Tales of the World: Tactics Union (テイルズ オブ ザ ワールド タクティクス ユニオン, Teiruzu Obu Za Warudo: Takutikusu Yunion) is a tactical role-playing game released for Android mobile devices by Bandai Namco Games. It is a spinoff of the Tales series of video games. It was released on July 2, 2012 in Japan, with no announcement towards release in English speaking regions. In January 2013, the game was ported to the iOS platform, and in October 2014, a 3DS version entitled Tales of the World: Reve Unitia was released as well.

==Gameplay==
The game plays in the same vein as most tactical role-playing games, such as Final Fantasy Tactics, where the player moves a party of characters across a grid to fight an opposing party. The game is controlled entirely through touch screen input. Prior to starting a battle, characters are customized with different equipment and skills, the latter of which consume "mystic point" when used in battle, but replenish over time.
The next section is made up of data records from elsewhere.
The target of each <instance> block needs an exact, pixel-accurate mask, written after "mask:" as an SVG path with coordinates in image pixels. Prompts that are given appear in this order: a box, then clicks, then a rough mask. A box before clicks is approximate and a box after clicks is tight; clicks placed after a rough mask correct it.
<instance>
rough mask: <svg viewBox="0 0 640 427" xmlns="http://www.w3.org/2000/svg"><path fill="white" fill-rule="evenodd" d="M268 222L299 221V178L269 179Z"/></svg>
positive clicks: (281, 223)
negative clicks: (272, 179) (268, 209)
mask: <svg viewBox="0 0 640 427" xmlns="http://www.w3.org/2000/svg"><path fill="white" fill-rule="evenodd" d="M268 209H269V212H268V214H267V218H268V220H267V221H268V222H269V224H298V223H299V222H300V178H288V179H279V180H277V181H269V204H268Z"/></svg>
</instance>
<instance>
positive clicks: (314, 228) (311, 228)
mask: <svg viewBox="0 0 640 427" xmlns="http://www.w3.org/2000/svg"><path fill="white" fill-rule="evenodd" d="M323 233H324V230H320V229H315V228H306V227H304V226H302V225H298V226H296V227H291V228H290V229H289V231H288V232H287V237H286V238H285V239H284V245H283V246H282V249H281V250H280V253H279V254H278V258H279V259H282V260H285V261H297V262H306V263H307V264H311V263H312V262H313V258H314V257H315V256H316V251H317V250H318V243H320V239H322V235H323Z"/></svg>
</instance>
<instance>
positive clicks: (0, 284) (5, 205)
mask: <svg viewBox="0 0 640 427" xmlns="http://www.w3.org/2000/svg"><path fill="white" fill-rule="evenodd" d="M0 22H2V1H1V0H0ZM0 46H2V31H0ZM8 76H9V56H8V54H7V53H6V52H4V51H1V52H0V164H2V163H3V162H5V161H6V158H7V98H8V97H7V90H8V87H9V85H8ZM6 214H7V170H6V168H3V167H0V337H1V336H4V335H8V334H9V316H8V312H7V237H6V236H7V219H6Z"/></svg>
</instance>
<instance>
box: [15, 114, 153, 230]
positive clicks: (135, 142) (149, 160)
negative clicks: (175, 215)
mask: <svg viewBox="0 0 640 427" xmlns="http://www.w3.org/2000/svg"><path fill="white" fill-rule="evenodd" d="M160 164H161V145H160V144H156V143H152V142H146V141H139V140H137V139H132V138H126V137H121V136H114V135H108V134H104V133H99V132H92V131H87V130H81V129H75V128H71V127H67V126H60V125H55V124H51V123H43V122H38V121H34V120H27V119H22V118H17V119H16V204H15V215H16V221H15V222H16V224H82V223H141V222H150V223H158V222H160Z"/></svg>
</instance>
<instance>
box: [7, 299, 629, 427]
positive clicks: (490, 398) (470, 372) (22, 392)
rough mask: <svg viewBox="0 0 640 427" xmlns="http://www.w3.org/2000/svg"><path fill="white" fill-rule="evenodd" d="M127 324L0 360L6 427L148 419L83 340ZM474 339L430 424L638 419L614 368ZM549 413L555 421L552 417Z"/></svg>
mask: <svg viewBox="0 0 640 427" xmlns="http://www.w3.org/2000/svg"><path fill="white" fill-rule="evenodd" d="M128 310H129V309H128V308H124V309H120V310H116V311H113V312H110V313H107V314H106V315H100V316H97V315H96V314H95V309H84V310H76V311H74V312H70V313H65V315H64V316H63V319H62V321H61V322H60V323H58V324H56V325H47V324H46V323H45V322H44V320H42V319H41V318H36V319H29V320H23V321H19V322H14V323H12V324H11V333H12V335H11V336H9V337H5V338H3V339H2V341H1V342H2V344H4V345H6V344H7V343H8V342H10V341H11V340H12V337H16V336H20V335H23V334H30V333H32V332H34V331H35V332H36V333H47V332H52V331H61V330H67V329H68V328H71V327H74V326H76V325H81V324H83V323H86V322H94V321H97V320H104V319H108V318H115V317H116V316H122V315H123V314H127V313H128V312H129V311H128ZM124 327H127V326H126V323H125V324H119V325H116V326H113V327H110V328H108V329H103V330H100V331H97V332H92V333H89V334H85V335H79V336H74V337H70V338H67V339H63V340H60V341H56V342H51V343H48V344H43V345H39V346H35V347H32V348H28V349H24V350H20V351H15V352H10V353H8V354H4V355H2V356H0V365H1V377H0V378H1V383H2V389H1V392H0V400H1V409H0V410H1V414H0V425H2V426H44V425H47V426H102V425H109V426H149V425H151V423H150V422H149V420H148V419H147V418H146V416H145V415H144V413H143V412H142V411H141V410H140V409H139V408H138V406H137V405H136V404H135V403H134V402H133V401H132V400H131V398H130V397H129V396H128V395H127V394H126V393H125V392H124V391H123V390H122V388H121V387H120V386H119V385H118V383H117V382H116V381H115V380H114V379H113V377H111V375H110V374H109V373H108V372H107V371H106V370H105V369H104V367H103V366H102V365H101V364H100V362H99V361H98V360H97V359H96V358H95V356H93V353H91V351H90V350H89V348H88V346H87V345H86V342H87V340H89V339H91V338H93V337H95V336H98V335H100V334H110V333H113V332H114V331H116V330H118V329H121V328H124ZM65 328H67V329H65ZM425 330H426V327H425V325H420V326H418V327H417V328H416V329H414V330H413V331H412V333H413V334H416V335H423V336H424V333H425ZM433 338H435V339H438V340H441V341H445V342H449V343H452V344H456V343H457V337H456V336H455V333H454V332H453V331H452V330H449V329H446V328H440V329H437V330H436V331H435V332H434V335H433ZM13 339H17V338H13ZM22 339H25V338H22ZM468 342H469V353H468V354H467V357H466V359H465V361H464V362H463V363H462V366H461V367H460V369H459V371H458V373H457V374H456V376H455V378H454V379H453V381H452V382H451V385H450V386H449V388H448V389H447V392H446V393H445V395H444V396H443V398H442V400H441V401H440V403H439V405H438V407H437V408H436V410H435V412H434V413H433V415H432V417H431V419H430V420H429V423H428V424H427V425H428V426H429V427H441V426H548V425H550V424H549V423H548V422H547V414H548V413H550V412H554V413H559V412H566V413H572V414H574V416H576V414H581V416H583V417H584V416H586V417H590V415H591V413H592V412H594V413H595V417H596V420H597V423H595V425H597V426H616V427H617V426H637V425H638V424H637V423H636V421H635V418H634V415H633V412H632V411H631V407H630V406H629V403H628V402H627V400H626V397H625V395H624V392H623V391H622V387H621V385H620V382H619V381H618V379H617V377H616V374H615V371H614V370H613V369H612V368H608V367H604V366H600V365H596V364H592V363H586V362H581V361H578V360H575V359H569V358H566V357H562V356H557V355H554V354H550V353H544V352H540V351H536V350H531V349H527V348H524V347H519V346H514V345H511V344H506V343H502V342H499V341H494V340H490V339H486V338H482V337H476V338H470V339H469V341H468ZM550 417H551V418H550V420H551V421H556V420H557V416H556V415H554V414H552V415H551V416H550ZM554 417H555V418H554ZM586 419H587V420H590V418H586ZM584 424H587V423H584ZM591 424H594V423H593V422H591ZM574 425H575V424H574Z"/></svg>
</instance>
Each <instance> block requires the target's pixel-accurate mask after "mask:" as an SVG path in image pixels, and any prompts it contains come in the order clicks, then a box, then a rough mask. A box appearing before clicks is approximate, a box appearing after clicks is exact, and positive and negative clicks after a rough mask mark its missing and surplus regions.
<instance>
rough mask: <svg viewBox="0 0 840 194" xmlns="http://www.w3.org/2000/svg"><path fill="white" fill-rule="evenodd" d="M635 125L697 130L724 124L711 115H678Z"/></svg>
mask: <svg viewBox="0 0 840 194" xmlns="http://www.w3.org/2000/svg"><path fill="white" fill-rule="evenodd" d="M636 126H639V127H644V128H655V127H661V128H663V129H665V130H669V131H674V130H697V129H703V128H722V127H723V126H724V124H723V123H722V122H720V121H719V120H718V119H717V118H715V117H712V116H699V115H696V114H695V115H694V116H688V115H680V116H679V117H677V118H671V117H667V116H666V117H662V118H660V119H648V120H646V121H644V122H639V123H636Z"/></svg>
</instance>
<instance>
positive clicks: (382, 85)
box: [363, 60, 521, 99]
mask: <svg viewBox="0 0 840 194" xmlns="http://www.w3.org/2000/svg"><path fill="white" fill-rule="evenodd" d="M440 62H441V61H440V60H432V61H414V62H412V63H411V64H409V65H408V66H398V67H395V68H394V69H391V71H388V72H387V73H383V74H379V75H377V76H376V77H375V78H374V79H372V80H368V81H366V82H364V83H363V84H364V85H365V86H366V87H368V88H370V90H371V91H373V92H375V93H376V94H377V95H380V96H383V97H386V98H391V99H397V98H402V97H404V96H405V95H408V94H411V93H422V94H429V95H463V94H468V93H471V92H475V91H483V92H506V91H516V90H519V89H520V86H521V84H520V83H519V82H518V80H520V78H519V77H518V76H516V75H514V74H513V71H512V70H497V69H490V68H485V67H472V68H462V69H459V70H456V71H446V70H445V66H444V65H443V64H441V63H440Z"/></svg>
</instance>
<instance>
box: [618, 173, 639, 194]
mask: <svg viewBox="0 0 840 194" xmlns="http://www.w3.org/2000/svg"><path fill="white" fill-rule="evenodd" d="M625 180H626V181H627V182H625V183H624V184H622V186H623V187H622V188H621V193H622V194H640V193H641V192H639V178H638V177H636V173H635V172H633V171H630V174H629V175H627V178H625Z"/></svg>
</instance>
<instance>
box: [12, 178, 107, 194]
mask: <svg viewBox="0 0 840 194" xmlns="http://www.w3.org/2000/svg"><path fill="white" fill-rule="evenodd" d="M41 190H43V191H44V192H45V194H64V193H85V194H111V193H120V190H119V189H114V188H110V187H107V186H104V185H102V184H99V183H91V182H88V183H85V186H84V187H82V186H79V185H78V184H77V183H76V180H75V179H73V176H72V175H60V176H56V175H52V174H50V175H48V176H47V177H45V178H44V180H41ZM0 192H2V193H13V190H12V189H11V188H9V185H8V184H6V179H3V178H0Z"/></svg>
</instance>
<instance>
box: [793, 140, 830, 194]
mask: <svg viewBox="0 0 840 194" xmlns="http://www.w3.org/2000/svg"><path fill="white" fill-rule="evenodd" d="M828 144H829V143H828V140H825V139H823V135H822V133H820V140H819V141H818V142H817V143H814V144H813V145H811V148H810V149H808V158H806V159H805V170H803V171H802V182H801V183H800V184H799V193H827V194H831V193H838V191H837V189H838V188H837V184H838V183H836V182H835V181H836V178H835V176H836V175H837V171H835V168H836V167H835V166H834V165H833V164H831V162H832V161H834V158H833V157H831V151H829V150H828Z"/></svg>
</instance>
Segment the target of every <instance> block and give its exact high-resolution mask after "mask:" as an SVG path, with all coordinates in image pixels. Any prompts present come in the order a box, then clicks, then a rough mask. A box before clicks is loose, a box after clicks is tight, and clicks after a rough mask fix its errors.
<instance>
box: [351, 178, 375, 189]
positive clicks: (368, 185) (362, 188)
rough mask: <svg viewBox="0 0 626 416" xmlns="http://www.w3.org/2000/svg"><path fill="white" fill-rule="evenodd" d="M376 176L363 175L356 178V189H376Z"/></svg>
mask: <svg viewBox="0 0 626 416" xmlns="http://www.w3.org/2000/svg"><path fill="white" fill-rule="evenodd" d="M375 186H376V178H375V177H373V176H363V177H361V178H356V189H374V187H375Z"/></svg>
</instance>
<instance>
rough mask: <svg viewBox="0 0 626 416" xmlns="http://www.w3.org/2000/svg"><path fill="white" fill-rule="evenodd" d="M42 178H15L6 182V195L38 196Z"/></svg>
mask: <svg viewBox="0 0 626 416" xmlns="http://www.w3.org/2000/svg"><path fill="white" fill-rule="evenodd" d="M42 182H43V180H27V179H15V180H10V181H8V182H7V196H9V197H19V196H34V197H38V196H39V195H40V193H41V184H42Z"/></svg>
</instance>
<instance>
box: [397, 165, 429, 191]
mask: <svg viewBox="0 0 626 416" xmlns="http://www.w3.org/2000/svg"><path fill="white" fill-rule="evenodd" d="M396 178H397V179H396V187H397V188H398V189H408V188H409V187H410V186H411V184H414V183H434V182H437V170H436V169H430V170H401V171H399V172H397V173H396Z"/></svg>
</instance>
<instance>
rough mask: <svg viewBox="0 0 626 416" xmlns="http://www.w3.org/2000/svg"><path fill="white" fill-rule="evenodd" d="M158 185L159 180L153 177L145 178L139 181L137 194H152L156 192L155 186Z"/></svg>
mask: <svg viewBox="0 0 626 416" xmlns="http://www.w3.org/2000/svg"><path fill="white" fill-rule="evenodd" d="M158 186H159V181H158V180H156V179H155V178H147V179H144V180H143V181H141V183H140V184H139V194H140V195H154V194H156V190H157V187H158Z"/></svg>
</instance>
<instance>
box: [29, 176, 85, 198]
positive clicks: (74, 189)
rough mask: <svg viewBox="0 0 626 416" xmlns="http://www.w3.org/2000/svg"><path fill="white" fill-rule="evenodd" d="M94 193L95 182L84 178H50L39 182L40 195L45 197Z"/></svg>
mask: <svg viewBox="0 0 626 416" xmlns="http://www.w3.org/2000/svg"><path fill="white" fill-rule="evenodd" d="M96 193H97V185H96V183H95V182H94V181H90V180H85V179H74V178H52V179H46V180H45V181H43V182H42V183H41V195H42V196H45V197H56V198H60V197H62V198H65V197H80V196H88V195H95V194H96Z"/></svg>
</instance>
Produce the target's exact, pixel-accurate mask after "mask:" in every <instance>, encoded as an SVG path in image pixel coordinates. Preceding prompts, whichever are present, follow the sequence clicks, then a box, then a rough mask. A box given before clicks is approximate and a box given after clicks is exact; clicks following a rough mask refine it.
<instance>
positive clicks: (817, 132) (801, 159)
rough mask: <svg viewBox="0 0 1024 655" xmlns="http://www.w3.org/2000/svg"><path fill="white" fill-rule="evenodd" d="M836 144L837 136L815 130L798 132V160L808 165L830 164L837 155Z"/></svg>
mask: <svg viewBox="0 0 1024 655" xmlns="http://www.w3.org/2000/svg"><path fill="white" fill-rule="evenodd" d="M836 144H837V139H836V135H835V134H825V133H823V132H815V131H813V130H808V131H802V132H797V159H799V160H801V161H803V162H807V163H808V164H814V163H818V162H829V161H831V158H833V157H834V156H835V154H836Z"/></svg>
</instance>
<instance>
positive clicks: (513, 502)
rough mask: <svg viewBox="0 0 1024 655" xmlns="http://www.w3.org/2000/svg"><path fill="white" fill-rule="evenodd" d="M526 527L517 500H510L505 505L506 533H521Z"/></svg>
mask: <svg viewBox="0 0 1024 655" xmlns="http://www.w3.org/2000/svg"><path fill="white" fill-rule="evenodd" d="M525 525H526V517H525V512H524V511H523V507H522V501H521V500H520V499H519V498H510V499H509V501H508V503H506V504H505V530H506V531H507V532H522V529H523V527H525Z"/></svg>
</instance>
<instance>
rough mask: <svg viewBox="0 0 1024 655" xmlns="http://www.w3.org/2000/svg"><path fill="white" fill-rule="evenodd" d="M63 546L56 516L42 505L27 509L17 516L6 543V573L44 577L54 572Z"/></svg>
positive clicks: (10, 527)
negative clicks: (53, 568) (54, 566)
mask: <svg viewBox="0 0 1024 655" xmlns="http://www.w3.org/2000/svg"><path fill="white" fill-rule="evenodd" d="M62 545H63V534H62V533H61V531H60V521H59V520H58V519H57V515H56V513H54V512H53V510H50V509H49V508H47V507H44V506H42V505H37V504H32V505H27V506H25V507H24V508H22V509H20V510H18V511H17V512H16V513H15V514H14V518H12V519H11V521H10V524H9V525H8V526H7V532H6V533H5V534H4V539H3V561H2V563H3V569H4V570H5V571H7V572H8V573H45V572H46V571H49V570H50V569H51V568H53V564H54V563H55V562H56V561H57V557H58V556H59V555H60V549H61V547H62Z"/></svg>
As battles progress, different characters develop "favorability ratings" for other characters, which can either lead to status bonuses, characters attacking together when near one another, or revealing special conversations.

==Story==
Like all of the games in the Tales of the World sub-series, the game features crossover appearances of characters from other games in the main series of Tales games. However, the game features an original story, featured in a new land named "Revaila", and two new characters, named "Terun" and "Nahato".

==Development==
The game was formally announced by Bandai Namco Games in May 2012, for release on July 2, 2012 release. While being announced as a free-to-play game, it supports in-game purchases for things such as equipment or moves, and requires a paid monthly subscription to the KDDI’s Smartpass program. Downloadable content was made available in the weeks after the game's initial release, including an extra level, "Trembling Grove", and additional characters from Tales of Innocence and Tales of Vesperia.

The game was developed to be simple, for casual players not familiar with games of the genre.